Another SRE from RFS obligations withdrawn/ineligible | EPA on E15, RINs | Wehrum to leave EPA
— From USDA...
Question (Q): If I plant a cover crop and cut it for hay after September 1, can I sell it without affecting my prevented planting payment?
Answer (A): Yes. If a cover crop is hayed on or after September 1 the insured may receive a full prevented planting payment provided all other policy provisions have been met.
Some industry sources say that will mess up the commercial hay market.
Link for more questions and answers on prevented planting flooding.
— USDA issues update on farm bill implementation: Link.
— USDA Sec. Sonny Perdue told reporters after a speech to the NCFC that there will be a 'minimal' MFP 2 payment on covered crops on PP acres. But Perdue did not say how much 'minimal' is. Some other USDA officials were caught off guard.

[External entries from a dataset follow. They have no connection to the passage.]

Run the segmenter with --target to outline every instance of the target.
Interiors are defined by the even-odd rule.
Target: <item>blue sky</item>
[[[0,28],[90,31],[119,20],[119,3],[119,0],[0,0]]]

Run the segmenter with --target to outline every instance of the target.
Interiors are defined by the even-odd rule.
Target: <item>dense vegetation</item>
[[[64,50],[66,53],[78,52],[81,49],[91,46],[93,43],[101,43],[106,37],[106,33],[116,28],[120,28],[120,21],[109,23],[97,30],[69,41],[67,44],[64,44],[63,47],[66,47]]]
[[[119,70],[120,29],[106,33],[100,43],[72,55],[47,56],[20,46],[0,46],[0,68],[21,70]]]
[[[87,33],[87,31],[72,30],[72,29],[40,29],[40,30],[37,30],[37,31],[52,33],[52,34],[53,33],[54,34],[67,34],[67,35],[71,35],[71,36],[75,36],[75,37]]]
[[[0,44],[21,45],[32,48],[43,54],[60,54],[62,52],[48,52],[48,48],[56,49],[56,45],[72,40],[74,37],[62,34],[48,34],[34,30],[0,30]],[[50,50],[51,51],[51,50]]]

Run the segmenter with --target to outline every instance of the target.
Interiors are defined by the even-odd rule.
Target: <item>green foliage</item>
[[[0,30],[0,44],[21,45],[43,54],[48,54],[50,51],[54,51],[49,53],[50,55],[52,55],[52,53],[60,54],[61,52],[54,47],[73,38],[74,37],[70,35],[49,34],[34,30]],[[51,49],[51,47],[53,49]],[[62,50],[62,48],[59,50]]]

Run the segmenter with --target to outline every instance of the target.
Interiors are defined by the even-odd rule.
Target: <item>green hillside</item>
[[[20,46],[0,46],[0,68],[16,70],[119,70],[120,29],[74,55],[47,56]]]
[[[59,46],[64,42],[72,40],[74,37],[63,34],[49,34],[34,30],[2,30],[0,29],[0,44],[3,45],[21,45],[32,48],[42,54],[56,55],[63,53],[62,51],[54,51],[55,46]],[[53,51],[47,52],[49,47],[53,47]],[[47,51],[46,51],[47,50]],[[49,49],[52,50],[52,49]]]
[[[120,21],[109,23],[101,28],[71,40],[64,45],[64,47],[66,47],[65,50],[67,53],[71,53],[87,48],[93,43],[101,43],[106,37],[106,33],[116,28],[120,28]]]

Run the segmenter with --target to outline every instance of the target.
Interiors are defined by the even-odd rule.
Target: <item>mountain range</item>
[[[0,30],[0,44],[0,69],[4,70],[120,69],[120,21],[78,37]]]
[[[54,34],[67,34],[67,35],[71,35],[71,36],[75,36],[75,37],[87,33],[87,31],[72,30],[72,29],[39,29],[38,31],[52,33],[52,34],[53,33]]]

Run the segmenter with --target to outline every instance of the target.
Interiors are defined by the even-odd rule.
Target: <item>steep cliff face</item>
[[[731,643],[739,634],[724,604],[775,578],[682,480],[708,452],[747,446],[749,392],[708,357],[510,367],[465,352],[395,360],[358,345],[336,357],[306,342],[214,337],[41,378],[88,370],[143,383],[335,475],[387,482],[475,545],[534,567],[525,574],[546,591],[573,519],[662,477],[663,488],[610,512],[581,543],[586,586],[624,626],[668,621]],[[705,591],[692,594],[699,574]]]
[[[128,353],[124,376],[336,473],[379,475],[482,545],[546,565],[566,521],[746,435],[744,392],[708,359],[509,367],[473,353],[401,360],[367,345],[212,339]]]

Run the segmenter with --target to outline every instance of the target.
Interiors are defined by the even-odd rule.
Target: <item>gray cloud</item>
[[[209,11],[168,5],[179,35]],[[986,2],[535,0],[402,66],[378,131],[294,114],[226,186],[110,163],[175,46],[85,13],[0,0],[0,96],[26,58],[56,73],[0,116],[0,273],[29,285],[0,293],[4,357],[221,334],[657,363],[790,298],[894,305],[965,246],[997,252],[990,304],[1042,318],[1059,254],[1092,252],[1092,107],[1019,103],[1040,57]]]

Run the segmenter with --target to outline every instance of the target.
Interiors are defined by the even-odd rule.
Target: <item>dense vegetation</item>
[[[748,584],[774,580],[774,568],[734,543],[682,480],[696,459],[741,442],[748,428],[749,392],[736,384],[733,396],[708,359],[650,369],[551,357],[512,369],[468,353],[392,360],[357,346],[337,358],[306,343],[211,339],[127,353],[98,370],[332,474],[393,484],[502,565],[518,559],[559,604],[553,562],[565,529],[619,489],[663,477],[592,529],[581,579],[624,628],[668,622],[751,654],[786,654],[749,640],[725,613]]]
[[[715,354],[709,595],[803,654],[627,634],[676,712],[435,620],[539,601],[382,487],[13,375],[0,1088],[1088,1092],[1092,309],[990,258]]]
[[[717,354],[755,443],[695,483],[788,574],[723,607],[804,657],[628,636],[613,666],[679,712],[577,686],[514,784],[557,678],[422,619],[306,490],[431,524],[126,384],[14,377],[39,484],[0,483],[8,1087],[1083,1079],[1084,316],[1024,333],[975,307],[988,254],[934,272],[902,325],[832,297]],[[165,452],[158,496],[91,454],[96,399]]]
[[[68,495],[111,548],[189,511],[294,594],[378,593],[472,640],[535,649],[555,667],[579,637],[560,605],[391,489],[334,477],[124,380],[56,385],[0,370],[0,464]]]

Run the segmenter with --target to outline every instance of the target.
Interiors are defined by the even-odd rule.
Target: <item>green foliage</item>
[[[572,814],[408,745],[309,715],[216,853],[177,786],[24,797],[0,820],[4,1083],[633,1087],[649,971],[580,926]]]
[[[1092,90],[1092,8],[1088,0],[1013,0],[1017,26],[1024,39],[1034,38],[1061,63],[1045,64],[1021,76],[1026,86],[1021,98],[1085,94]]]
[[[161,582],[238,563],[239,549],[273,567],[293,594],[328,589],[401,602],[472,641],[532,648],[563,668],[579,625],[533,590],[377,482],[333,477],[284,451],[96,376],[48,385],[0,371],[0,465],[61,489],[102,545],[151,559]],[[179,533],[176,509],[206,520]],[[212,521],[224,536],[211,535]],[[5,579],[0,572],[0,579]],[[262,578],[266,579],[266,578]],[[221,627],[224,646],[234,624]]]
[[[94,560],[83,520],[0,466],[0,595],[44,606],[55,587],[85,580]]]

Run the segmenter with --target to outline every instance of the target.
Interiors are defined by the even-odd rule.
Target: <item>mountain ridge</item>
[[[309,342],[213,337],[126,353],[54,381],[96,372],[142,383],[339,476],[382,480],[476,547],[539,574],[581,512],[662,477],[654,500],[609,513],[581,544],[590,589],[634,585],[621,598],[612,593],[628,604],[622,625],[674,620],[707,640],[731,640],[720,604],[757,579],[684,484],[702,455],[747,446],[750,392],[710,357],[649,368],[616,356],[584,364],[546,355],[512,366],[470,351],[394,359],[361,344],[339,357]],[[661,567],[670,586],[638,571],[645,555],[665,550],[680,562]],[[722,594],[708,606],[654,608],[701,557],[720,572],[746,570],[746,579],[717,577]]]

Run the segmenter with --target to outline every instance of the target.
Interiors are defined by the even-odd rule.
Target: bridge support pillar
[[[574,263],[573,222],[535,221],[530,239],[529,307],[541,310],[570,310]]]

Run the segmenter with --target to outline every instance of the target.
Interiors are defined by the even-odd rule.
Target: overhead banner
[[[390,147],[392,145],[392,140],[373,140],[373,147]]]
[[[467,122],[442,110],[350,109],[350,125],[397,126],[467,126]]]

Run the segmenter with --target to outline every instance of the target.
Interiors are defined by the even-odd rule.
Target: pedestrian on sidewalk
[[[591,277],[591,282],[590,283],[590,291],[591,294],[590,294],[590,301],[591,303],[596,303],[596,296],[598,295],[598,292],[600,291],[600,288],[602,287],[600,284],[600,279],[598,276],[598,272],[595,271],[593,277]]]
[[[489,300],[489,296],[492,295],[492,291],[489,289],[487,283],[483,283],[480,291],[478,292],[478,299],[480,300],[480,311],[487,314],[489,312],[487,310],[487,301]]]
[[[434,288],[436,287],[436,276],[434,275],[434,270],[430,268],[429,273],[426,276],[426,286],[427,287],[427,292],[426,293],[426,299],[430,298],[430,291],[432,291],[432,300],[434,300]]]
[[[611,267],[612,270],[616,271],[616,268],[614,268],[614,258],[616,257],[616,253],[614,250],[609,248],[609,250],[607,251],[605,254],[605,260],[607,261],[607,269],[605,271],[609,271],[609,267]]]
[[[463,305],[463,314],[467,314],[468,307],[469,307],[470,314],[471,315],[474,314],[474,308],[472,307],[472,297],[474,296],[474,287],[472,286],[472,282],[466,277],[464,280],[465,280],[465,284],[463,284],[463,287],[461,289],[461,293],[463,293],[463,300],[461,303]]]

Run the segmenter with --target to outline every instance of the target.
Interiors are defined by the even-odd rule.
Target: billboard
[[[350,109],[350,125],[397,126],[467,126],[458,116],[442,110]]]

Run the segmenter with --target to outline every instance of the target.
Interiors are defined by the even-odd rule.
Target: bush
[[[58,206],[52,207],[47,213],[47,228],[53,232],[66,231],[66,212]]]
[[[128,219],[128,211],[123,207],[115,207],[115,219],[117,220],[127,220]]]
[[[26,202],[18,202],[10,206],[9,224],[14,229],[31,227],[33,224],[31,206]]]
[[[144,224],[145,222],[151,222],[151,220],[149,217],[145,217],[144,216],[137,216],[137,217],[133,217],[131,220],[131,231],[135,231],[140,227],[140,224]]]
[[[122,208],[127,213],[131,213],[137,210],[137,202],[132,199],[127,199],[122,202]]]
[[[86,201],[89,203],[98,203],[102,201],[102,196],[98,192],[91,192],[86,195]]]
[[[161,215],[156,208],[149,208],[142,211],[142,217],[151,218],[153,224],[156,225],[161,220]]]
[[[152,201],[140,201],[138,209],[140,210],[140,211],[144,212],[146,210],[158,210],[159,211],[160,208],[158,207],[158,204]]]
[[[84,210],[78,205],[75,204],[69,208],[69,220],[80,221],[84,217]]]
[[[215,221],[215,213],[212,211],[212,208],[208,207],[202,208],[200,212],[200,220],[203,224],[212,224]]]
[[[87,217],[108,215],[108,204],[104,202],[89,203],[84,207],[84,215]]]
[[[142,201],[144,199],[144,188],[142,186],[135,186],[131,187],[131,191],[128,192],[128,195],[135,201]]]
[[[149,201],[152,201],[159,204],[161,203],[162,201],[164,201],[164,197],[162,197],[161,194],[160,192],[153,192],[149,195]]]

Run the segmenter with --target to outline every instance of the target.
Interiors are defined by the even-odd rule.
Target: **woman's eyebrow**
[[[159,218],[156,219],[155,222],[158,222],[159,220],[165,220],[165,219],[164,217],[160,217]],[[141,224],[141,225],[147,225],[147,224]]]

— Another small refiner exemption from RFS obligations withdrawn/ineligible. Data from EPA now shows there are 38 small refiner exemption (SRE) requests pending for the 2018 compliance year as of June 24. There were 40 SRE requests received by EPA and the data now shows that two have been declared ineligible or have been withdrawn from consideration. SREs continue to be a major focus with US biofuel interests, with the White House ordering a review of the SRE process after President Donald Trump was hit with criticism at an Iowa event. Farmers told Trump that while they appreciated the administration’s efforts to approve year-round sales of E15, the SREs were effectively more than offsetting the benefit from the potential expanded ethanol sales.
— EPA issues guidance on compliance dates for E15, RIN changes. The range of dates relative to compliance with the final rule providing for year-round sales of E15 and modifications to the Renewable Identification Number (RIN) market under the Renewable Fuel Standard (RFS) have prompted EPA to issue a notice that clarifies those dates. All parties, including fuel retailers, could start taking advantage of the one pound per square inch (psi) Reid Vapor Pressure (RVP) waiver for E15 as of June 1, EPA said.
“Fuel and fuel additive manufacturers must still have an EPA-approved E15 misfueling mitigation plan (MMP) prior to the introduction into commerce of E15 or ethanol for use in producing E15,” EPA stated. “Fuel and fuel additive manufacturers must also satisfy the other parameters of the substantially similar determination in the final rule.” Those requirements include the need to submit an MMP to EPA.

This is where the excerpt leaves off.